A 2008 Consumer Federation of America report detailing the savings of Proposition 103 can be downloaded at:http://www.consumerfed.org/pdfs/state_auto_insurance_report.pdf. A related press release is available at:>
Deregulation: Hidden Co-Op Loophole?
Republican Senator Mike Enzi (R-WY), ranking Republican member of the Senate health committee, has spoken favorably about a proposal by Senator Kent Conrad (D-N.D.) to establish health insurance cooperatives ("co-ops"), to replace the "public option" in a national health reform plan. Enzi likened the co-ops to his 2006 proposal for "association health plans," embodied in his bill S. 1955, which would have exempted health policies from oversight by state laws and courts. The measure failed in the U.S. Senate.
The major problems of the Enzi approach to health insurance co-ops include:
** Loss of state benefit mandates would allow exclusion of preventive treatments and exams, prevent early diagnosis of disease and evade Patient Bill of Rights laws passed in nearly every state. Denying access to such basic preventive care makes treatment more costly to the policyholder and ultimately to taxpayers, who pick up the bill when individuals cannot pay outrageous out-of-pocket costs.
** State laws providing consumers the right to appeal a coverage denial to an independent panel of physicians, a right to a second opinion, and assistance from state regulators when coverage is denied would all be lost under the Enzi approach.

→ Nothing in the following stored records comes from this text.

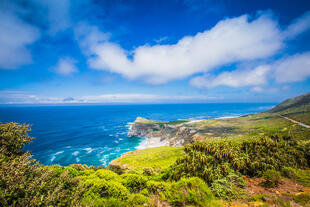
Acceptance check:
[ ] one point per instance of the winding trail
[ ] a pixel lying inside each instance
(296, 122)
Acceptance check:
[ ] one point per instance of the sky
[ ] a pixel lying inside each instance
(153, 51)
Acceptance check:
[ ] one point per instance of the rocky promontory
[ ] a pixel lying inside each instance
(173, 133)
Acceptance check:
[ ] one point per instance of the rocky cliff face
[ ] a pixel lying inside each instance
(177, 134)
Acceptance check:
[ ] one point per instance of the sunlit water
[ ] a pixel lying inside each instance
(96, 135)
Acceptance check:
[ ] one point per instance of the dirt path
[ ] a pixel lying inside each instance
(296, 122)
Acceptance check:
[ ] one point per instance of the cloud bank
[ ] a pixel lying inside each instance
(65, 66)
(15, 37)
(22, 97)
(285, 70)
(229, 41)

** Individual patients who currently have the ability to hold insurers financially accountable for injuries caused by the denial or delay of necessary care would lose those rights if they joined the Enzi co-op.
Legal Accountability: The Missing Link
The Consumer Watchdog report also discusses the need to increase the legal accountability of health insurance companies, a concept supported by Congressional Democrats in 2001 and championed by Senator Edward Kennedy. A 2001 bill authored by Kennedy passed the Senate but died in the House.
Currently, for patients who receive health coverage through a private employer, HMOs and health insurers face no financial consequences for mishandling claims. Under the Employee Retirement Income Security Act (ERISA), lawsuits are removed to federal court where victims can only recover the cost of the procedure or service denied in the first place -- no damages or penalties are allowed. As a result, HMOs and insurers are largely free to deny access to care without fear of reprisal or financial consequences.
On June 19, 2001, Senator Kennedy gave his opening speech to Congress on S. 1052, which would have allowed patients to hold health insurers financially accountable when they cause harm. Kennedy told his Senate colleagues:
"Patients should have the right to hold their HMO accountable in court when its negligence causes the injury or death of a patient. No other industry in America enjoys immunity from accountability for its actions, and the insurance industry does not deserve it either. Few, if any, provisions will do more to guarantee that your HMO does the right thing than the knowledge that it can be sued if it does the wrong thing."
However, none of the health reform bills provide legal accountability of health insurers.